The United Arab Emirates (UAE), one of the wealthiest countries in the world, made early preparations for the coronavirus attack, buying in testing kits and setting up production lines for face masks.
Out of a total population of nine million, it has so far registered 23,358 cases and 220 deaths.
Iran, just across the waters of the Gulf, has been the worst-hit country in the region with over 122,000 cases registered and more than 7,000 deaths. The UAE has sent medical aid to Iran, as well as to the UK.
“We knew back in January this was coming our way, that it was not going to stay in China, so we moved very quickly to prepare for it,” says Dr Gargash.
As far back as late January, he says, the UAE’s national security adviser warned that the coming pandemic was going to completely overshadow concerns about the ongoing war in Yemen, where the UAE deployed forces against the Iran-aligned Houthi rebels for years before scaling back its involvement.
Coronavirus a common enemy
With the virus being a common enemy for everyone, Dr Gargash said he was hopeful it could lead to a de-escalation of some of the regional disputes and tensions that have dogged the region.
Yemen, for example, has experienced more than five years of civil war that has dragged in outside countries and shattered that country’s already fragile healthcare system.
The UAE, like all its Gulf Arab neighbours, has a large, fluid population of expatriate workers mainly from poorer countries in South Asia.
Many live in crowded conditions or shared rooms and one area of Dubai, the UAE’s second city, initially showed such a high level of infections it had to be temporarily cordoned off and sanitised before being reopened.
Wearing a mask everywhere in public is mandatory.
“You just get used to it,” says James, a Briton living in Dubai. “It makes us feel a lot safer and there are tonnes of testing going on.
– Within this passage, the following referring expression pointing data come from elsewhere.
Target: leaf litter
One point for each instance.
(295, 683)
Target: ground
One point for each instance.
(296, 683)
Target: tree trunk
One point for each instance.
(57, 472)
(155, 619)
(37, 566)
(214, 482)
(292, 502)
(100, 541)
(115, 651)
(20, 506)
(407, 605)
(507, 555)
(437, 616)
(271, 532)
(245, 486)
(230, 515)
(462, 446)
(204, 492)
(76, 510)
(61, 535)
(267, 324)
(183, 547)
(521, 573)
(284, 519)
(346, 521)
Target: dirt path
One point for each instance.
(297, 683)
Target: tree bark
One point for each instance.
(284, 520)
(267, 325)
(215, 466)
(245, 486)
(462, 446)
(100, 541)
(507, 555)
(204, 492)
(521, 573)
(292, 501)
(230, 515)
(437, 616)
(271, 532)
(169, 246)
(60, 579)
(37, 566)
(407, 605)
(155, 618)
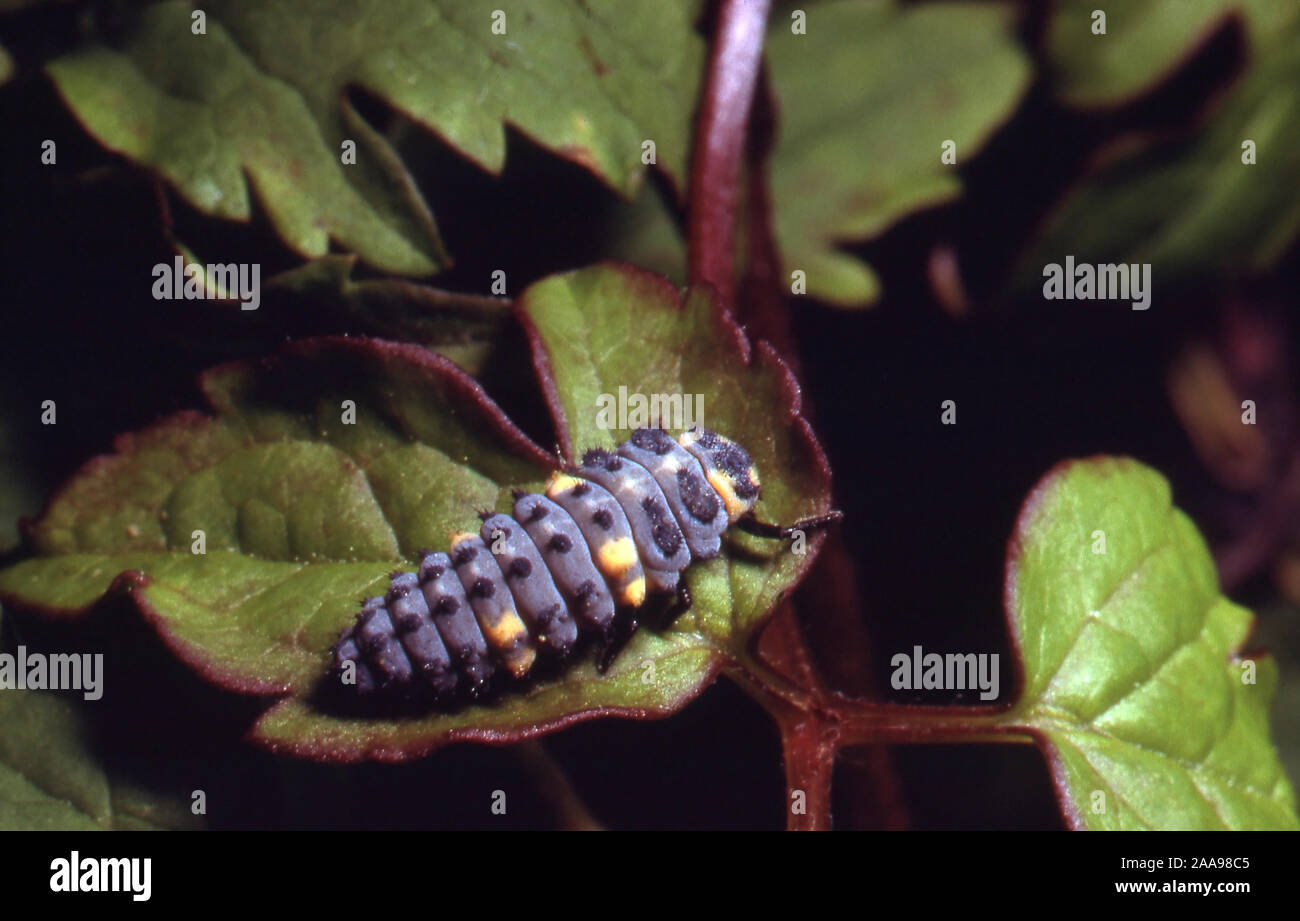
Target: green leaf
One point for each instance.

The secret police are everywhere [so people are complying].”
Development of healthcare technology
Between 30-40,000 tests are now being carried out each day using a nasal swab and there are still around 700 new infections registered daily.
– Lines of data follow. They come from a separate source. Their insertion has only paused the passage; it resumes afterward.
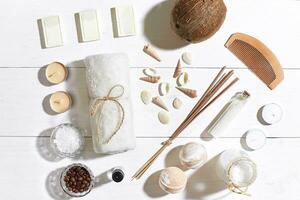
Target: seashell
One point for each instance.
(146, 97)
(164, 117)
(150, 72)
(159, 102)
(177, 103)
(178, 69)
(183, 79)
(148, 49)
(163, 88)
(152, 79)
(187, 58)
(189, 92)
(193, 155)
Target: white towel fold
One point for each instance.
(103, 72)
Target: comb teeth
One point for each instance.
(251, 57)
(257, 57)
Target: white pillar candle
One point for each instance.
(60, 102)
(271, 113)
(255, 139)
(56, 72)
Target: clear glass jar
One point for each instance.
(227, 114)
(63, 183)
(236, 169)
(55, 147)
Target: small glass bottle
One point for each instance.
(227, 114)
(116, 174)
(236, 169)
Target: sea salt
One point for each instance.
(68, 139)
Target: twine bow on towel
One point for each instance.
(97, 107)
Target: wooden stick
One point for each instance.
(213, 90)
(204, 102)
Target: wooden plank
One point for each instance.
(22, 95)
(27, 171)
(263, 19)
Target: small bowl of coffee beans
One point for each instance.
(77, 180)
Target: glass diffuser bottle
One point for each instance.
(227, 114)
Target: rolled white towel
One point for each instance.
(113, 131)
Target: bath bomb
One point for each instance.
(172, 180)
(192, 155)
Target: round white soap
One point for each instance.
(271, 113)
(255, 139)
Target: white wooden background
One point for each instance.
(28, 169)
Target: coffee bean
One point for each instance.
(77, 179)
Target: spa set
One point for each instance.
(110, 106)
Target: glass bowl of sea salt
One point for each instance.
(67, 141)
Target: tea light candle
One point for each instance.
(56, 72)
(271, 113)
(60, 102)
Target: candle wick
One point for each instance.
(51, 75)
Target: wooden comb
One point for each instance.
(257, 57)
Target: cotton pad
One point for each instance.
(271, 113)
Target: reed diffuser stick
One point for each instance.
(209, 97)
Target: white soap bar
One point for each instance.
(87, 26)
(271, 113)
(123, 21)
(51, 32)
(255, 139)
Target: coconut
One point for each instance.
(197, 20)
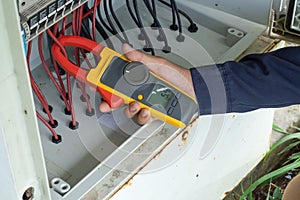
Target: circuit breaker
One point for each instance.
(56, 144)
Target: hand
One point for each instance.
(175, 74)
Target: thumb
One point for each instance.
(135, 55)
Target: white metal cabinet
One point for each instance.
(169, 163)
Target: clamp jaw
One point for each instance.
(102, 52)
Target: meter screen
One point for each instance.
(160, 95)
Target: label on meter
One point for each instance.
(132, 81)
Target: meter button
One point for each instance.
(170, 110)
(136, 73)
(140, 97)
(174, 102)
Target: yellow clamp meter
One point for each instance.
(132, 81)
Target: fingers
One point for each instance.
(143, 115)
(104, 107)
(132, 109)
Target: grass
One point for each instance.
(292, 162)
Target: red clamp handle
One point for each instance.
(79, 73)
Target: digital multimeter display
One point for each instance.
(160, 95)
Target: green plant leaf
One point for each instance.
(277, 194)
(269, 190)
(278, 129)
(289, 147)
(281, 141)
(295, 127)
(268, 176)
(294, 156)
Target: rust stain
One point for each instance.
(184, 136)
(129, 182)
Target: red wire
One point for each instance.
(68, 76)
(94, 20)
(35, 87)
(76, 31)
(40, 49)
(57, 42)
(48, 126)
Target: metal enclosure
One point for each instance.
(158, 161)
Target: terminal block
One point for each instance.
(40, 15)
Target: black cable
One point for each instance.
(193, 27)
(140, 36)
(173, 26)
(154, 25)
(137, 20)
(99, 28)
(162, 35)
(117, 20)
(180, 37)
(85, 30)
(112, 26)
(112, 31)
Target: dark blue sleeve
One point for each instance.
(267, 80)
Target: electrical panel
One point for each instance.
(92, 155)
(285, 20)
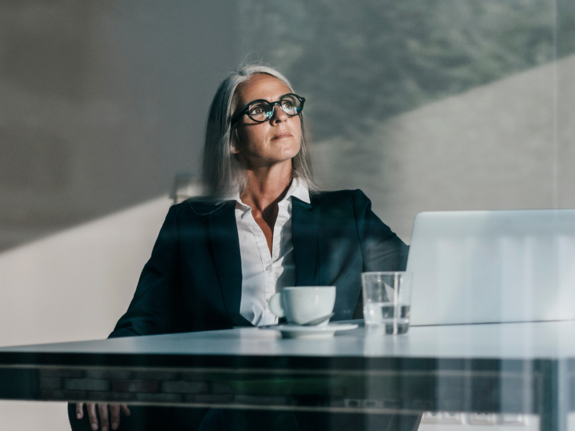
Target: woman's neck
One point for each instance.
(266, 187)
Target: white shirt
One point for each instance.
(264, 274)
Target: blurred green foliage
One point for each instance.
(360, 62)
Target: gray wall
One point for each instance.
(101, 104)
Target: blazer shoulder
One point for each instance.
(338, 197)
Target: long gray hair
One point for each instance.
(222, 173)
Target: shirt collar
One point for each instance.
(298, 189)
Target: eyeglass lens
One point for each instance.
(261, 110)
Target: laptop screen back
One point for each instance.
(493, 266)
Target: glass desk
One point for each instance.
(521, 368)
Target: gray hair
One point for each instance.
(222, 173)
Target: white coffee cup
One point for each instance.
(302, 304)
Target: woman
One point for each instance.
(264, 226)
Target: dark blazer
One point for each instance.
(193, 280)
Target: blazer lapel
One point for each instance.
(226, 249)
(304, 234)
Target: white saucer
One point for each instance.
(312, 332)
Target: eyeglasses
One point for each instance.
(261, 110)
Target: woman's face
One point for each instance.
(274, 141)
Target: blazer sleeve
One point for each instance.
(381, 249)
(153, 302)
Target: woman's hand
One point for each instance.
(113, 416)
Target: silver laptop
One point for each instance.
(493, 266)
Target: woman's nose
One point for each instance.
(279, 115)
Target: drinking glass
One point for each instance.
(387, 300)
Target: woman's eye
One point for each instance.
(257, 110)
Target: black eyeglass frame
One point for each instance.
(272, 105)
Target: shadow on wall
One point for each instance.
(76, 284)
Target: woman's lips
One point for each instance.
(282, 135)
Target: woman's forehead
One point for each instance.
(261, 86)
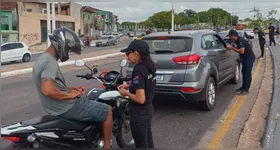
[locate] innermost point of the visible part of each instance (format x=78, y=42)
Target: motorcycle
x=56, y=132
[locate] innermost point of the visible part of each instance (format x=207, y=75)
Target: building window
x=4, y=23
x=29, y=10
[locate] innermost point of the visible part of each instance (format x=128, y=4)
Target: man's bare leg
x=107, y=128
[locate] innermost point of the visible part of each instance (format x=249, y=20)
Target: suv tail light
x=190, y=89
x=12, y=139
x=188, y=59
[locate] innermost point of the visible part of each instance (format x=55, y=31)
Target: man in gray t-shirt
x=61, y=100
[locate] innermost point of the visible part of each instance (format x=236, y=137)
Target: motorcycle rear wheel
x=125, y=126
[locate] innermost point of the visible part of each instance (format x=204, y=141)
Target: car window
x=16, y=45
x=219, y=42
x=169, y=44
x=6, y=47
x=224, y=35
x=207, y=42
x=104, y=37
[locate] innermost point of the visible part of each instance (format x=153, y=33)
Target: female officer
x=140, y=92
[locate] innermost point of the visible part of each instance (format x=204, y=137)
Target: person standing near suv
x=271, y=34
x=140, y=92
x=248, y=57
x=261, y=40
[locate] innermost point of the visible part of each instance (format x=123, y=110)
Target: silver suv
x=191, y=65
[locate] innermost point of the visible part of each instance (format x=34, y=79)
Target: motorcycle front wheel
x=124, y=138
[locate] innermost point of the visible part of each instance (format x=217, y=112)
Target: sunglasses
x=128, y=53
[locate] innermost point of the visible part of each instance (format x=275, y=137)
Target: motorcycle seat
x=50, y=121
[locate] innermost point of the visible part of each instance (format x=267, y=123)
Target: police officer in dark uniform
x=141, y=93
x=248, y=57
x=261, y=40
x=271, y=34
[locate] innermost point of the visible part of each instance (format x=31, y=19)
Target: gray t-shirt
x=47, y=66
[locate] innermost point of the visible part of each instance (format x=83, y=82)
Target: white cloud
x=139, y=11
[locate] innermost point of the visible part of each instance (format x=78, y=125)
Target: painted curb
x=29, y=70
x=271, y=123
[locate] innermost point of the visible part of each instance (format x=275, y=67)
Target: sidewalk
x=272, y=133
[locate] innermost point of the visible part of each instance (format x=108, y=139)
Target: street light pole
x=53, y=16
x=48, y=23
x=172, y=22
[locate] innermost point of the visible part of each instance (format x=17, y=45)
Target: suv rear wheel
x=236, y=77
x=210, y=95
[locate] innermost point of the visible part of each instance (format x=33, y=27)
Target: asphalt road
x=176, y=124
x=123, y=42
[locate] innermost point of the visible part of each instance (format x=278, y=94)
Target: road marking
x=223, y=129
x=67, y=63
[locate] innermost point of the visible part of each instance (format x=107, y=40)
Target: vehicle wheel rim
x=211, y=93
x=126, y=132
x=237, y=73
x=26, y=57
The UAE is also working on a pioneering stem cell therapy, so far tested on 73 patients, that Dr Gargash says has shown some encouraging results.
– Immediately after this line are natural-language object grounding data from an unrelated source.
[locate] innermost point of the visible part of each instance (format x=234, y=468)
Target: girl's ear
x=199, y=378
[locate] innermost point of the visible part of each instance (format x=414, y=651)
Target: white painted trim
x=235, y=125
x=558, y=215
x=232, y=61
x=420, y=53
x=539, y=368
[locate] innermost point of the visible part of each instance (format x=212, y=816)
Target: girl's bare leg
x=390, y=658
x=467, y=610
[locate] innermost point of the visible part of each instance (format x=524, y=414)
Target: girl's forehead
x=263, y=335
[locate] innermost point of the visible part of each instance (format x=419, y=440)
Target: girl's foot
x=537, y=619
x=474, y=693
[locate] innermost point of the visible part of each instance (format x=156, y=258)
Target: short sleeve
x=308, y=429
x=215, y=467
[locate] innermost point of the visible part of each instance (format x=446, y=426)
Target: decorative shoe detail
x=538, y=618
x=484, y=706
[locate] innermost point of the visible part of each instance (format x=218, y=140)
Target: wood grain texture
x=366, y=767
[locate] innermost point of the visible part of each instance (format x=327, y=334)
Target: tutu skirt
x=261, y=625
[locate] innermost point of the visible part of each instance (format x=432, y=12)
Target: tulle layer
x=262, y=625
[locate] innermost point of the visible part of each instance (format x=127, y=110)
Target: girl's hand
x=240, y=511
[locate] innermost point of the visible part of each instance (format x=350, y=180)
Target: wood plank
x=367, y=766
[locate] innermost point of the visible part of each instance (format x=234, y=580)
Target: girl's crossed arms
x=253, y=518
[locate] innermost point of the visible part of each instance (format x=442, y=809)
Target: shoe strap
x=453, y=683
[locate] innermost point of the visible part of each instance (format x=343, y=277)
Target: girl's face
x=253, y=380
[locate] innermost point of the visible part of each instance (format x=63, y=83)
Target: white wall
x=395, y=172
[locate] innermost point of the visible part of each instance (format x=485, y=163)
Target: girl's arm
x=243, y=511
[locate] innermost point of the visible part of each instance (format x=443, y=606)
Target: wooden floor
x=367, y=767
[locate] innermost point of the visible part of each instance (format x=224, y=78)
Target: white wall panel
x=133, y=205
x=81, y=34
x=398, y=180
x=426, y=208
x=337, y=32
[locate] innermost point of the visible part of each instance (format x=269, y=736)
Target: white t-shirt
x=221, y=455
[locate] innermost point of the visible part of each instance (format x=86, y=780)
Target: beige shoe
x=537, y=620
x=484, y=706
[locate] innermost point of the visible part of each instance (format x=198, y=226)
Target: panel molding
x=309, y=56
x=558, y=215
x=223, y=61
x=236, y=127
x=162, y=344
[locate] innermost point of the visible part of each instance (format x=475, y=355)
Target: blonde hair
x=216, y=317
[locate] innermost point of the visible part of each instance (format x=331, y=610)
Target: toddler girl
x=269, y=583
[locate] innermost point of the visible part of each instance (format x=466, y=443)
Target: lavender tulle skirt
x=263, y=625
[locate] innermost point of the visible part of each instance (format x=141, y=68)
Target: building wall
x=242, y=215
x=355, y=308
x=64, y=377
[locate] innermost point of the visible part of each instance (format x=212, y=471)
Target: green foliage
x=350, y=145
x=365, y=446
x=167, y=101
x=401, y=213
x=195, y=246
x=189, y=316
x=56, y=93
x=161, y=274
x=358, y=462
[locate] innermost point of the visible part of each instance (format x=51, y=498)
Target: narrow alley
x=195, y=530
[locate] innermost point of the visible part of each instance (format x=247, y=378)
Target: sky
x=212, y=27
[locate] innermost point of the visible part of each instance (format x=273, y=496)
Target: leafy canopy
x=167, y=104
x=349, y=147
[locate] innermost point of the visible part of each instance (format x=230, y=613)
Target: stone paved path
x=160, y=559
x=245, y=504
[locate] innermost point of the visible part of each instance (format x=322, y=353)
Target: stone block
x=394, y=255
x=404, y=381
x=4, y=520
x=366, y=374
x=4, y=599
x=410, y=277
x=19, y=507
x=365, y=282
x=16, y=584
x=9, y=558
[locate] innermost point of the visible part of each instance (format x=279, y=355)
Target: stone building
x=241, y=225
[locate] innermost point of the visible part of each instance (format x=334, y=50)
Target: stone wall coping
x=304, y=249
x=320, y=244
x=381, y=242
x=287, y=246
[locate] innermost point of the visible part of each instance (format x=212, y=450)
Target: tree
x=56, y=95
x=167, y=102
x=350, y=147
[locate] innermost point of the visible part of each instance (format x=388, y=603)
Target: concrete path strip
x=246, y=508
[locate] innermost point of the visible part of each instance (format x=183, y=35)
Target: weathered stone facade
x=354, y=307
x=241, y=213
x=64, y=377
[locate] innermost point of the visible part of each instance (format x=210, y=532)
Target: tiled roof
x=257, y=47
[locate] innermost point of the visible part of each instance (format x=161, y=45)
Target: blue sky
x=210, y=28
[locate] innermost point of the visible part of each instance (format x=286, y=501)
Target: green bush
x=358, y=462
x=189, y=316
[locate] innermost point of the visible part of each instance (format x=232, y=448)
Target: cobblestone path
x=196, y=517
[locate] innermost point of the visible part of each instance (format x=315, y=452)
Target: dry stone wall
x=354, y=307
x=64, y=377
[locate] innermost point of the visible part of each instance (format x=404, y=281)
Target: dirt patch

“We had a patient in ICU [intensive care unit] in a coma,” he said. “After the treatment, they recovered.”
Dr Gargash believes the pandemic will lead to greater investment in healthcare technology – including Artificial Intelligence – but also to austerity.
“The biggest challenge is going to be an economic one. We have had the double-hit of the pandemic and falling oil prices.”
Governments in the region, he says, will be judged on how they manage the coming austerity measures.